Church hosts Christmas feast

December 26, 2002|by ANDREW SCHOTZ

HAGERSTOWN - Properly bundled, bags of presents in hand, Tina Bonitto's pack left Bethel Assembly of God Church in Hagerstown Wednesday and climbed into a waiting white shuttle van. It was time to go home.

This Christmas, Bonitto was celebrating her home. It had been not quite a week since she and her four children - ages 1, 2, 7 and 8 - moved into a new place on North Jonathan Street. Before that, they lived at the Salvation Army for more than two months.

Bonitto said a couple who helped her move mentioned the church's free dinner and gift giveaway. She brought her children, her two nieces and her 10-year-old sister.


If not at Bethel Assembly, Bonitto probably would have spent Christmas at her mother's place at Noland Village. But her mother spends a lot of time looking after the children while she works, so a peaceful holiday may have been in order.

"I'm giving her time by herself," Bonitto said.

This is the fifth year Bethel Assembly invited people who are alone or in need to break bread in the sanctuary.

"We're doing really well," said Ed Kennedy, who helps organize the free dinner. "We thought the snow would be a deterrent."

It wasn't.

Kennedy said about 100 people showed up. Another 180 meals or so were delivered to people in their homes.

The total of 280 free meals is about 30 more than usual, he said.

The church served up 11 turkeys and eight hams, plus sweet potatoes, stuffing and corn. The green beans and cranberry sauce were gone early, but the dessert table was plentiful all afternoon.

Becky, a Washington County resident who did not want to give her last name, decided this year to volunteer as a server.

"All my family's grown," she said. "I didn't have anything better to do."

The choice was pitching in at the church or "just sitting at home, watching TV, doing nothing," she said.

Similarly, Gary Winters, who also lives in Washington County, had no other plans.

"We have our Christmas as a family on Christmas Eve," he said. That's when he and his wife gather with their children.

On Christmas, Winters helped at the church while his wife stayed home with her mother.

Giving out meals, he said, was his way of "just serving the Lord - and others."

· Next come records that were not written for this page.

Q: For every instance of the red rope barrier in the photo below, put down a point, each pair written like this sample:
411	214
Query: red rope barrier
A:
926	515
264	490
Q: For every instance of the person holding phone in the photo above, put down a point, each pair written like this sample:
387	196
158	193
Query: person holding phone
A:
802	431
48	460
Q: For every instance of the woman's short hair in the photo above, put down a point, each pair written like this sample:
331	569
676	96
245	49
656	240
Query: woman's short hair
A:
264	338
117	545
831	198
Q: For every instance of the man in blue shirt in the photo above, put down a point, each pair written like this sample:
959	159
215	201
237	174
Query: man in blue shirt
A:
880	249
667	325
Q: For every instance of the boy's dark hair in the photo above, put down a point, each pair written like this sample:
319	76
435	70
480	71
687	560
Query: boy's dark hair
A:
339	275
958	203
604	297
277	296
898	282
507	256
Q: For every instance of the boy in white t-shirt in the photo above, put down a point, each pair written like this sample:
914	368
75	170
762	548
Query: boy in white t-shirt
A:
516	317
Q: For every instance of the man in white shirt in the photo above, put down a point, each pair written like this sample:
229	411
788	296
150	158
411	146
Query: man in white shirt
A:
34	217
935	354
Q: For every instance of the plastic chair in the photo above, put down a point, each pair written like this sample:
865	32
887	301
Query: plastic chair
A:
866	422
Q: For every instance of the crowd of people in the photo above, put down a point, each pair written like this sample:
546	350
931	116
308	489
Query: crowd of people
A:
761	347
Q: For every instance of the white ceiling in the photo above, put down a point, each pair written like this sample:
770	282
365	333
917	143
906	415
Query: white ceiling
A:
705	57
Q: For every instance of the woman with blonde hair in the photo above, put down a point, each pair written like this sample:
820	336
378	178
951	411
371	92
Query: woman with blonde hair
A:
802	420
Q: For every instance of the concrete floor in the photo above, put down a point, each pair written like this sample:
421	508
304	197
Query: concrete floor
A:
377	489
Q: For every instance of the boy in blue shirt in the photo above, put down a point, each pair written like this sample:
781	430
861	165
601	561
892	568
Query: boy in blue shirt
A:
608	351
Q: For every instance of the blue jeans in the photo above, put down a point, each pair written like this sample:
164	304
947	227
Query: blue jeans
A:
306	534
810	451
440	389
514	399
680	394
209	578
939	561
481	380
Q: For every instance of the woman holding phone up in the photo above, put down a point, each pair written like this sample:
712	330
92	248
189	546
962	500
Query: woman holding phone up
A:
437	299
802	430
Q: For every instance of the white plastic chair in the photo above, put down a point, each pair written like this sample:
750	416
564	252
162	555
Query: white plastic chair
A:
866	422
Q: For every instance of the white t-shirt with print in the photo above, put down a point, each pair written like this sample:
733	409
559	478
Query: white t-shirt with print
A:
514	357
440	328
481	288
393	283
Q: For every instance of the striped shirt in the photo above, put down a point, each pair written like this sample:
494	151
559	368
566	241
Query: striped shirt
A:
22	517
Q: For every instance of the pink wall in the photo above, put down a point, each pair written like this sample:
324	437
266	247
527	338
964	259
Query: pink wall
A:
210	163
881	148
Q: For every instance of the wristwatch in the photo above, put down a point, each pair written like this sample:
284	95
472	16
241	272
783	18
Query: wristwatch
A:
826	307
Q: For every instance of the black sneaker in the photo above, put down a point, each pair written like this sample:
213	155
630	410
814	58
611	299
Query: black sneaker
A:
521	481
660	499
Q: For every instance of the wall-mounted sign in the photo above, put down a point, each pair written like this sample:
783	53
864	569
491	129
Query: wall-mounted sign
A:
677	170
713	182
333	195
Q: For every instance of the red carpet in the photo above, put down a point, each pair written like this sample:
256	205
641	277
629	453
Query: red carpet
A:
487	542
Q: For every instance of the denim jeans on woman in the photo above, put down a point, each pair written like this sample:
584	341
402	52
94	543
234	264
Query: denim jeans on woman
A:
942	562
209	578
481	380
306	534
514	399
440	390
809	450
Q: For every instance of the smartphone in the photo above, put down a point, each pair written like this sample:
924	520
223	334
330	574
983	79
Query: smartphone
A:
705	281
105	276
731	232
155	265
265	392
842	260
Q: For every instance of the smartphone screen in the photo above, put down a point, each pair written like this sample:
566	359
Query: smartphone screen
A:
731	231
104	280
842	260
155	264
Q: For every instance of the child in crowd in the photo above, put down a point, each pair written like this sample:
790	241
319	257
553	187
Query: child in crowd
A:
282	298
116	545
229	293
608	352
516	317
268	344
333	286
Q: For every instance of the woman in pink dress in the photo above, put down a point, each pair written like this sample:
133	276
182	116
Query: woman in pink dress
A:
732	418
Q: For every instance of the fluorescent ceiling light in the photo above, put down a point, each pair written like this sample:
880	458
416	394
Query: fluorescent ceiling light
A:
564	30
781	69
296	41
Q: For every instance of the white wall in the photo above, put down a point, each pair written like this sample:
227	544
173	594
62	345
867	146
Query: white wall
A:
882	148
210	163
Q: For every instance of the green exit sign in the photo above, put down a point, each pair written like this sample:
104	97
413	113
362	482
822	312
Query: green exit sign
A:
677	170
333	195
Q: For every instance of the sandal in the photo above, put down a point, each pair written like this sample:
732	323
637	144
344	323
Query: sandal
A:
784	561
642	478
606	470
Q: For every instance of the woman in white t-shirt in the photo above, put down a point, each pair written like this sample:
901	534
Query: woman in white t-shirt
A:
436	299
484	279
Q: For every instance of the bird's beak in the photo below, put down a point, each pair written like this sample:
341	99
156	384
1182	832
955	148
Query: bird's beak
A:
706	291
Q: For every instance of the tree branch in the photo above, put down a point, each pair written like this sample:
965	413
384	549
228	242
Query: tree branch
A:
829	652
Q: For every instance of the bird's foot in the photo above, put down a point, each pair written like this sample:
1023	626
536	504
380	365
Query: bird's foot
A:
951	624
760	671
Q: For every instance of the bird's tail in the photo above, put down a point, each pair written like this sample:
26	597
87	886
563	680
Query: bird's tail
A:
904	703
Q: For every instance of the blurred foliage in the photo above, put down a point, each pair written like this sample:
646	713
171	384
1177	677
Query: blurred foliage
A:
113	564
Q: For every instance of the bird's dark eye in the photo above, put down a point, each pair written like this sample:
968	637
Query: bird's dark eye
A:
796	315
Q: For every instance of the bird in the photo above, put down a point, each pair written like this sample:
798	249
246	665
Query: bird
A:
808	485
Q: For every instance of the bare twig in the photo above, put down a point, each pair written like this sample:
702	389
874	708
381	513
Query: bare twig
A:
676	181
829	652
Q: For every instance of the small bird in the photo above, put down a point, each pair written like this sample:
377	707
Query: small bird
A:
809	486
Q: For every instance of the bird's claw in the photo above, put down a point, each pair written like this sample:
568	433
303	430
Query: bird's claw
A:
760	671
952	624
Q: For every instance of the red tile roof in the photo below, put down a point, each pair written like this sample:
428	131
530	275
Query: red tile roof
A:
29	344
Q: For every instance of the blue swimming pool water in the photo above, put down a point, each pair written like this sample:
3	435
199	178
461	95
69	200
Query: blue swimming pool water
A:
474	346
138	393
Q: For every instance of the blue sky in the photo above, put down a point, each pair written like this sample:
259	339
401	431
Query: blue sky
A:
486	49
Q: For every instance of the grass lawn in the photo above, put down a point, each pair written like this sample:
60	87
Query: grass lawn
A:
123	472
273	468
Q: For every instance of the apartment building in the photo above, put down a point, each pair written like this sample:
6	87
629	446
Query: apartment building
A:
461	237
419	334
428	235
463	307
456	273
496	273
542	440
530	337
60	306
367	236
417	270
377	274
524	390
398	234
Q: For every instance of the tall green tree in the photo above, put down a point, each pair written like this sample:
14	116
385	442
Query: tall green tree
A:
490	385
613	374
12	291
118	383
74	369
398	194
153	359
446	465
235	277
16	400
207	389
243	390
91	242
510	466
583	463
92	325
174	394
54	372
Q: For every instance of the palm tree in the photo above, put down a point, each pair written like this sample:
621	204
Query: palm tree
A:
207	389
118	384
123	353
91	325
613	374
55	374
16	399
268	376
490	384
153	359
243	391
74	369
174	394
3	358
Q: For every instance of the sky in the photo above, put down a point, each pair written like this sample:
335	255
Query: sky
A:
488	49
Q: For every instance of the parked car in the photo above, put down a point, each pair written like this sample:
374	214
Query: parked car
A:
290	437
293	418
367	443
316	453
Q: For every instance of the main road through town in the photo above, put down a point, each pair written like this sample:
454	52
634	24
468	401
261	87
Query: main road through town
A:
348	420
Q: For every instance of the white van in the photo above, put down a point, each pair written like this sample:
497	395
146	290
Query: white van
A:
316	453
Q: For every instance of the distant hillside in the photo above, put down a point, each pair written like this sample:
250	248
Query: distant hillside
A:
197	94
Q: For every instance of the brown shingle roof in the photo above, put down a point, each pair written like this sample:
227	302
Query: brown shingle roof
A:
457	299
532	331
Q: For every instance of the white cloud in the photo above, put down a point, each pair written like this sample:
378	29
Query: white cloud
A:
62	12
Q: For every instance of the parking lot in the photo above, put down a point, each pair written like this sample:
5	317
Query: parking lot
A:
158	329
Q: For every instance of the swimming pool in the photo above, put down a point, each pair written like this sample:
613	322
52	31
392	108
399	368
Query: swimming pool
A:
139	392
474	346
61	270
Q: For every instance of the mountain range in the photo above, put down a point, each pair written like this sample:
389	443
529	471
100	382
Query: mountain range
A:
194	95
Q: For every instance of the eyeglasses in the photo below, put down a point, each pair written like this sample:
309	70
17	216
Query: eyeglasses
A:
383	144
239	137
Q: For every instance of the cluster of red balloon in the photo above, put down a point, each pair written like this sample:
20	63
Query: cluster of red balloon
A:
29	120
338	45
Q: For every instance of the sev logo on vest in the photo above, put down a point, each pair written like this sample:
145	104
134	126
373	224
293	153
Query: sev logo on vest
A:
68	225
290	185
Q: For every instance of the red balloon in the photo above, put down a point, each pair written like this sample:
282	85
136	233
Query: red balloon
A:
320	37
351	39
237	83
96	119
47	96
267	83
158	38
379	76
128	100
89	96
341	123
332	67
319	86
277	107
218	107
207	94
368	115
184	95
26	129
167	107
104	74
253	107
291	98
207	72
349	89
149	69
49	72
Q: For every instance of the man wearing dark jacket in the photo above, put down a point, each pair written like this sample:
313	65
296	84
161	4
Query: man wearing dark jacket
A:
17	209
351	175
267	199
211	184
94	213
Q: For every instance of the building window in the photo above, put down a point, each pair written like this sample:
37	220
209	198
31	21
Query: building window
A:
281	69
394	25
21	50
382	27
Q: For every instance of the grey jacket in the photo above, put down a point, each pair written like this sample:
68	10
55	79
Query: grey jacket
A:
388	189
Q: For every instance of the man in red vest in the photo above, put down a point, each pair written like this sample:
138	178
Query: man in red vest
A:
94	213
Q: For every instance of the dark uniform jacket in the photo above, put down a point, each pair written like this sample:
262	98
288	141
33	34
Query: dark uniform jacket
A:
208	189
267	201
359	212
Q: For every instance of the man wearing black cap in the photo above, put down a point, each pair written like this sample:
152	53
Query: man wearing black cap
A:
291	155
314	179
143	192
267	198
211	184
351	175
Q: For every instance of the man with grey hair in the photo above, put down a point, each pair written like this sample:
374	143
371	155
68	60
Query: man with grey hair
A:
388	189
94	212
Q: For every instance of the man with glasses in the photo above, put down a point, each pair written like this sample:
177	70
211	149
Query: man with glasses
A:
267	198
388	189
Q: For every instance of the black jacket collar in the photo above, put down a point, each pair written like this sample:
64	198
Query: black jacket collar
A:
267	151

A friend invited Ethel Nwabara in Hagerstown to the dinner. She brought her 10-year-old son, Ike. She said the food was good, but she's not sure attending the meal at the church will become a tradition.

Anne and Ton Donlon of Hagerstown considered visiting her family in Maryland or his family in Massachusetts, but their plans didn't work out.

Instead, the Donlons came to Bethel Assembly after hearing about the meal from volunteer Richard Starliper of Hagerstown.

Starliper held the couple's 11-month-old son, Daniel, in his lap as they ate dinner.

"It turned out good that we didn't have to travel today," Anne Donlon said, referring to the snow falling outside.

Besides full stomachs, many children left with gift bags, which were packed differently depending on the age.

A bag for boys 6 to 9 years old contained a sticker activity book, a reading journal, a Scripture word search, a Monsters Inc. pin, a candy cane and a lollipop.

A bag for older girls included shampoo, earrings and a stuffed puppy.